MSTY: A Synthetic Income Approach with Covered Calls
In contrast, MSTY, launched in April 2024, offers an income-focused investment strategy. Instead of directly holding MSTR shares, MSTY replicates MSTR’s exposure through a combination of U.S. Treasury bills, cash reserves, and short-term call options on MSTR stock. The fund employs a synthetic covered call strategy, where it sells call options on MSTR to generate consistent monthly income. This strategy, while limiting potential upside from MSTR’s price appreciation, offers a reliable cash flow stream, which appeals to income-seeking investors.
Performance Analysis: MSTR vs. MSTY
From April 4, 2024, to April 9, 2025, the performance of a $1,000 investment in each product was as follows:
- MSTR: Riding the momentum of Bitcoin’s strong rally in 2024, MSTR’s investment grew to $1,895, delivering an 89% total return.
- MSTY: MSTY, with 13 monthly distributions totaling $36.53 (ranging from $4.13 in April 2024 to $1.33 in April 2025), reinvested at each ex-dividend date, saw the investment grow to $1,591, which translates to a 59% total return.
Despite the regular distributions, MSTY’s total return was significantly impacted by its exposure to MSTR’s downside. MSTY lost 45% of its value due to this exposure, and its synthetic covered call strategy prevented it from fully benefiting from the rallies in MSTR’s stock price. Additionally, the consistent monthly distributions — part of which were return of capital — led to a reduction in the fund’s net asset value (NAV) over time, further putting pressure on its share price.
MSTY’s Volatility and Market Premiums
MSTY also experienced significant volatility, with its price often trading at premiums or discounts relative to its NAV. This volatility stemmed from investor demand and fluctuations in MSTR’s price. In the early months, high volatility in MSTR supported strong option income and higher premiums, but as the market’s volatility subsided in 2025, these premiums narrowed and even shifted to discounts. If Bitcoin experiences another rally or MSTR’s volatility picks up, these dynamics could change, boosting both the option income and investor demand for MSTY.
Different Objectives: Capital Growth vs. Steady Income
The key distinction between MSTR and MSTY lies in their investment objectives.

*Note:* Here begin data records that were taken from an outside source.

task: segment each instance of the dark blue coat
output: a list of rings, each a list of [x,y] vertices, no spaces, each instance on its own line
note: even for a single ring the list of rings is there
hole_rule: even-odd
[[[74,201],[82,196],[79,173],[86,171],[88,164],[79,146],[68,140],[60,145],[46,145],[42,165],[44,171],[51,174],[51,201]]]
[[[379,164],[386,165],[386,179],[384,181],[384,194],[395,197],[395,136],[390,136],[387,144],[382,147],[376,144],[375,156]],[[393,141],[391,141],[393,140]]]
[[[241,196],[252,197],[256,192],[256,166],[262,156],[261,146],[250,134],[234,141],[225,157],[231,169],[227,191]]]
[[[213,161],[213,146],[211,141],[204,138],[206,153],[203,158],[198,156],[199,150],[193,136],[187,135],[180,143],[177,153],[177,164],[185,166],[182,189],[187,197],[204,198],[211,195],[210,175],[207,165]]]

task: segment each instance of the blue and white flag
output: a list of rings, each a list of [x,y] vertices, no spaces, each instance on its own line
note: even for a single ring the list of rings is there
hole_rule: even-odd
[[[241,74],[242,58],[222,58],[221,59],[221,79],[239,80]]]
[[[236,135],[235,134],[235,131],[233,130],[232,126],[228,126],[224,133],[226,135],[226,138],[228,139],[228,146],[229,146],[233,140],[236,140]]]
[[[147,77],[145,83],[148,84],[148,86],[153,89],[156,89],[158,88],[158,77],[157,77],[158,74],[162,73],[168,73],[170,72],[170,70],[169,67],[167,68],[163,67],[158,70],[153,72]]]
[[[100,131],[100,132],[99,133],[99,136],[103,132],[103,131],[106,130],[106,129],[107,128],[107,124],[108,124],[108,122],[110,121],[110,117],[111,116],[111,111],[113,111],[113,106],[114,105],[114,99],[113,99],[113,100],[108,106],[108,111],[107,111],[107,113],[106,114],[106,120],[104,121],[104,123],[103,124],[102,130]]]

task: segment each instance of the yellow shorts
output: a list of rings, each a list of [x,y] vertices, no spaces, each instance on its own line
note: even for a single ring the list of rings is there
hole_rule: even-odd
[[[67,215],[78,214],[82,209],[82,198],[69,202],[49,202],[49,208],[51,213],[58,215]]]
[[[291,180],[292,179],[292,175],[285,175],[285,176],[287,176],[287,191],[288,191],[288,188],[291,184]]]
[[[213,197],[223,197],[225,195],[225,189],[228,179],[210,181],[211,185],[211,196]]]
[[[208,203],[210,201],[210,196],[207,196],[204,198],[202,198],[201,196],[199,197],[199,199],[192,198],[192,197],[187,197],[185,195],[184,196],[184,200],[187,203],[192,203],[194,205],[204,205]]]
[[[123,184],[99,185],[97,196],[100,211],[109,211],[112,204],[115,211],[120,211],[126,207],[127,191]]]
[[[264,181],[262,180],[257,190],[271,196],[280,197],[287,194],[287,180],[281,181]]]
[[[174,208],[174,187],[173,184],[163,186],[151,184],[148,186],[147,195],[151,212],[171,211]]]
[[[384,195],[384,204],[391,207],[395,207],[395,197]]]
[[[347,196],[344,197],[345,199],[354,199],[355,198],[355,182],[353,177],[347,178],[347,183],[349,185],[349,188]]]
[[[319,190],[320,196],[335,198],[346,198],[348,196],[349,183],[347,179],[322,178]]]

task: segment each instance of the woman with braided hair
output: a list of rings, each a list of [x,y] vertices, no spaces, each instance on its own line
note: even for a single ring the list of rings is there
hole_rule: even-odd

MSTR offers investors high-risk, high-reward growth potential, directly tied to the performance of Bitcoin. This strategy is designed for investors who are willing to ride out the volatility of Bitcoin’s price swings in pursuit of substantial capital gains. On the other hand, MSTY targets steady income generation through a derivatives-based income strategy. While the income is regular, the upside potential is limited due to the covered call strategy.
Unlike traditional income strategies that prioritize stable, low-volatility assets like dividend-paying stocks or broad market indices, MSTY is aimed at investors who are comfortable with higher levels of risk and volatility but want the appeal of consistent income. These investors are typically more inclined to accept the trade-off between steady cash flow and limited capital appreciation.
Both products cater to different investment appetites — one focused on Bitcoin-driven growth and the other offering a more predictable income stream with exposure to MSTR’s price movements. For investors looking for growth and high-risk potential, MSTR is the clear choice. For those focused on regular income, MSTY offers an option that balances risk with the potential for reliable cash distributions.